What is crucial is the existence of a correspondence between the bits, the digital copy, and some aspects of the physical reality.

Look at the drawing. We have the world of atoms and by applying a variety of instruments, that we can call for uniformity “sensors” we “extract” a sort of digital essence that can live in the world of bits. This has been driving the evolution in the last fifty years and the progress was made possible by the creation of ever more sophisticated “sensors” along with ever more sophisticated software that ensures the correspondence, i.e. that the understanding derived at the bit level applies to the atom level.

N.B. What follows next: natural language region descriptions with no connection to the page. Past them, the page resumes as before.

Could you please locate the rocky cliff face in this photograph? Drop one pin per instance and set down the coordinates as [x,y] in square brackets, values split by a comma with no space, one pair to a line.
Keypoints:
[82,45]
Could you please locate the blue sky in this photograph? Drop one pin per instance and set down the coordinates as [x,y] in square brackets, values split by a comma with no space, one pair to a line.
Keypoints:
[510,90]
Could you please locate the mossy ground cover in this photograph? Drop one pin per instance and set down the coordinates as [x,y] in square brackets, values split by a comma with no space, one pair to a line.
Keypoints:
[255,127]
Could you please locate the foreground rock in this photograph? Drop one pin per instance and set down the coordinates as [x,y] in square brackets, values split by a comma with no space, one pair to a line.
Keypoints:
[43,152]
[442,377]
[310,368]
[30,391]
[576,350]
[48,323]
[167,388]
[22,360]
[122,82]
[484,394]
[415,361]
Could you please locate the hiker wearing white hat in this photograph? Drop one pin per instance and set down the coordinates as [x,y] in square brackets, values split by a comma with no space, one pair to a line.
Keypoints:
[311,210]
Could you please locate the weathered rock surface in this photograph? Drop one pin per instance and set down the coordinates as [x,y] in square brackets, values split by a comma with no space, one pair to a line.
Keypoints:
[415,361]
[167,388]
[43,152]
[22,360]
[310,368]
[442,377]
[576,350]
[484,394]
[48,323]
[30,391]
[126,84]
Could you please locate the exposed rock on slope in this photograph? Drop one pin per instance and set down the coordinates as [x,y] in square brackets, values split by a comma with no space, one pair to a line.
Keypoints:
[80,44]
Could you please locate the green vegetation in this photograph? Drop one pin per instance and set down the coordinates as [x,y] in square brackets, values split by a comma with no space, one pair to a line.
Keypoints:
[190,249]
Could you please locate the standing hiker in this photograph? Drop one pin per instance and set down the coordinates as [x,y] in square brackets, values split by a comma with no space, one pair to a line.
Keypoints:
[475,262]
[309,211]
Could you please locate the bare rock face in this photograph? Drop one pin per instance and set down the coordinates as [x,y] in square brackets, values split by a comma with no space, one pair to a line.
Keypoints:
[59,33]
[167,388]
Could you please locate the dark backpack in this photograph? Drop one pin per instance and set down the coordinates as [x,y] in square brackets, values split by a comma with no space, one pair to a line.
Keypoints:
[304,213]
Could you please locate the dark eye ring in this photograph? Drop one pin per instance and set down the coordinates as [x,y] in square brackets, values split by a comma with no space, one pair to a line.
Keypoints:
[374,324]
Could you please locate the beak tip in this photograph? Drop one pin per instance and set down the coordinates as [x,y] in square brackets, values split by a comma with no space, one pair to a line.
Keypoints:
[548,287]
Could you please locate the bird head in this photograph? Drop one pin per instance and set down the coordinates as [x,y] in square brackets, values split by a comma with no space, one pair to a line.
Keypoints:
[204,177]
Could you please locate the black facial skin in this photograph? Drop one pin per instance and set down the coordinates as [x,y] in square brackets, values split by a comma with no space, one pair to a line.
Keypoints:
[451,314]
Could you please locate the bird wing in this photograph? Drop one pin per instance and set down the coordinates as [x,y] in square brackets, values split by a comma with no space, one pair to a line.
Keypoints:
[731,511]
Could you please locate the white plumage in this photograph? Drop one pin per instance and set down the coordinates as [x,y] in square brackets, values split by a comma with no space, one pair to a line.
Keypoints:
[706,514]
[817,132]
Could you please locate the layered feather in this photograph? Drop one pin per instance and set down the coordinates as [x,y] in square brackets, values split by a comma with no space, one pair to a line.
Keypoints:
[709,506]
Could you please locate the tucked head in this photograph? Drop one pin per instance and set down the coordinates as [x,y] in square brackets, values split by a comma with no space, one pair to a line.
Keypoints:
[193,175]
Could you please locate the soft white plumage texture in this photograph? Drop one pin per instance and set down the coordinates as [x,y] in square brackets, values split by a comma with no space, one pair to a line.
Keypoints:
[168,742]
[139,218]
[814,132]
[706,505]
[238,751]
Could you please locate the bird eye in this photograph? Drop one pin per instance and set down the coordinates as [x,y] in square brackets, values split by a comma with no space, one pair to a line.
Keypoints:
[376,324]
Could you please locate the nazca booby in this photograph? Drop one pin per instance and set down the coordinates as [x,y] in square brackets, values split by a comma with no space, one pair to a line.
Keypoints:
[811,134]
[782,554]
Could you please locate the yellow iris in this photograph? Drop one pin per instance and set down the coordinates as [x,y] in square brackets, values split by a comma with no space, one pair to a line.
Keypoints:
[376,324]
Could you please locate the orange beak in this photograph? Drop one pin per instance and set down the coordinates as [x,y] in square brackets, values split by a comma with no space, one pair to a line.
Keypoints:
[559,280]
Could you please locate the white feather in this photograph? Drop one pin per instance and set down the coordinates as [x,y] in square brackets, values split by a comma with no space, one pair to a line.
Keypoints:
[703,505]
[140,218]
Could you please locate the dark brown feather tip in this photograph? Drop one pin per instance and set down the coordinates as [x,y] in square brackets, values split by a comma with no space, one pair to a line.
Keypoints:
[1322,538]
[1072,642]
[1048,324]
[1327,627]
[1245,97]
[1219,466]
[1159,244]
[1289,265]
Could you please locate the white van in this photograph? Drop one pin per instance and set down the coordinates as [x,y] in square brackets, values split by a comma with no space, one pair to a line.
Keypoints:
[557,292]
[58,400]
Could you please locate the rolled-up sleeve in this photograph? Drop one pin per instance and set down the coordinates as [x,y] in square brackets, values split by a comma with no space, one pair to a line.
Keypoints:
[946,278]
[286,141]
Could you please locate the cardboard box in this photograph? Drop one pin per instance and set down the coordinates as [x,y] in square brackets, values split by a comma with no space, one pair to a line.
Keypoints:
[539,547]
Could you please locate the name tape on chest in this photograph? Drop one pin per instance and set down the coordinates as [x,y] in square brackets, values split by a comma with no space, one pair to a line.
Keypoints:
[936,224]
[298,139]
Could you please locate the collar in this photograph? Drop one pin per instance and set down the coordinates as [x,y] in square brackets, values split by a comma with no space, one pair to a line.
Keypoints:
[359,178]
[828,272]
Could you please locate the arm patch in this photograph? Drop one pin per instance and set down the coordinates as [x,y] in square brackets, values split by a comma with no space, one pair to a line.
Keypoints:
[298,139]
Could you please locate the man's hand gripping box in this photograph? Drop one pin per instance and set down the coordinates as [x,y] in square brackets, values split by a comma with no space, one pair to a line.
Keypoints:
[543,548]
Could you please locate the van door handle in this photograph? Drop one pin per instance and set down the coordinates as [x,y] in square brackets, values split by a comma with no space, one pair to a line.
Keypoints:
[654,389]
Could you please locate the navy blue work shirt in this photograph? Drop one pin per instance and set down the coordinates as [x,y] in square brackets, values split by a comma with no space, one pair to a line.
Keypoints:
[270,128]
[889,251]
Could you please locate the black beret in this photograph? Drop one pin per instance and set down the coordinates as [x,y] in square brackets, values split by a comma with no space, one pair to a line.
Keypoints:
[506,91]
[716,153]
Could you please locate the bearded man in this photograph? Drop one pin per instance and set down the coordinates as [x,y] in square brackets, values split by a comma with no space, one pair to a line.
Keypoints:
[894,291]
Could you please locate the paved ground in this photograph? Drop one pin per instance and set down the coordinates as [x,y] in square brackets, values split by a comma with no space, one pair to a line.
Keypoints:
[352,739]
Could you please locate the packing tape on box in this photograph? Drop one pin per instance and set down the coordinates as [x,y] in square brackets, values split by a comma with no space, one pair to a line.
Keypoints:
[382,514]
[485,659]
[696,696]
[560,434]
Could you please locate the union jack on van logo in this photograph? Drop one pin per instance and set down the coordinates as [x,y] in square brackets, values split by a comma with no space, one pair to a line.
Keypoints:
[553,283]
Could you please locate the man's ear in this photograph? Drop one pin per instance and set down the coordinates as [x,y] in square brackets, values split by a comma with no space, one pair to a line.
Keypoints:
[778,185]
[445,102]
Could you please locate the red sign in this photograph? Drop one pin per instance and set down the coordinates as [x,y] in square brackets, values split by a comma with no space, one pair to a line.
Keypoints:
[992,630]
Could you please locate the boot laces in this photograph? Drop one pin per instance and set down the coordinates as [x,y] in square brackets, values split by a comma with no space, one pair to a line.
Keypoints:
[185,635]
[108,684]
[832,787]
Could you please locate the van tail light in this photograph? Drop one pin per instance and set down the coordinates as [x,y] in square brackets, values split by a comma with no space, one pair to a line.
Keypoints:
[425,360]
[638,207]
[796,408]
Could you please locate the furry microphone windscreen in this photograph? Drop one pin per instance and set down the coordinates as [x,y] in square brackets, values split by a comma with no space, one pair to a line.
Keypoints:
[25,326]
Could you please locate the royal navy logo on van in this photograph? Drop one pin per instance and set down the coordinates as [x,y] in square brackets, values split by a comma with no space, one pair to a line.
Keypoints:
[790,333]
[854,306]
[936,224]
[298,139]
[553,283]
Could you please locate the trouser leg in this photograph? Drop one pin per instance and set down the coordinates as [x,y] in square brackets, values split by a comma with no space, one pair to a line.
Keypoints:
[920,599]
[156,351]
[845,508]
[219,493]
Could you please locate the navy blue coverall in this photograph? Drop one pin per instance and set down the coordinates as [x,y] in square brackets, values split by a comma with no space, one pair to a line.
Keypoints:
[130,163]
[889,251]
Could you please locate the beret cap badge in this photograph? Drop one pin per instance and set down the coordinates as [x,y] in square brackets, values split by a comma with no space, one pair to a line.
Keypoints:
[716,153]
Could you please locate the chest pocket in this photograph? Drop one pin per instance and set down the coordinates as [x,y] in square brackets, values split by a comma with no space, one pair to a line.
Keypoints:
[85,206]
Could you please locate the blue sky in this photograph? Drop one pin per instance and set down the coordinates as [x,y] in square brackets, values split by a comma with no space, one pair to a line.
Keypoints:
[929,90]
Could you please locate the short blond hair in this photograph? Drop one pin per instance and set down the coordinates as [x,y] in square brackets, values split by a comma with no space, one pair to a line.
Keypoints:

This has not been a minor endeavor and although it has resulted in an amazing wealth of knowledge it has also created many issues.  Even in the math space, a space where bits seem even better at home than in a physical world (a line has just one dimension but in the physical world it has to have two, actually three, dimensions whilst in the bit space it can exist in one dimension only since bits are dimension-less and what they represent is depending on the software using them), there have been, and there still are, argument about the validity of a theorem proven in the bit world by a computer. A point in case is the demonstration of the sufficiency of four colors to cover a surface in such a way that a same color does not appear juxtaposed and separated by a line.  This theorem has been solved through computer processing requiring such lengthy steps that it is impossible “to run it” in our brain, hence a number of mathematicians are not accepting it.

However, the transformation of atoms into bits has led to such successful results that it has become ubiquitous and efforts has continued through these years to digitalize everything.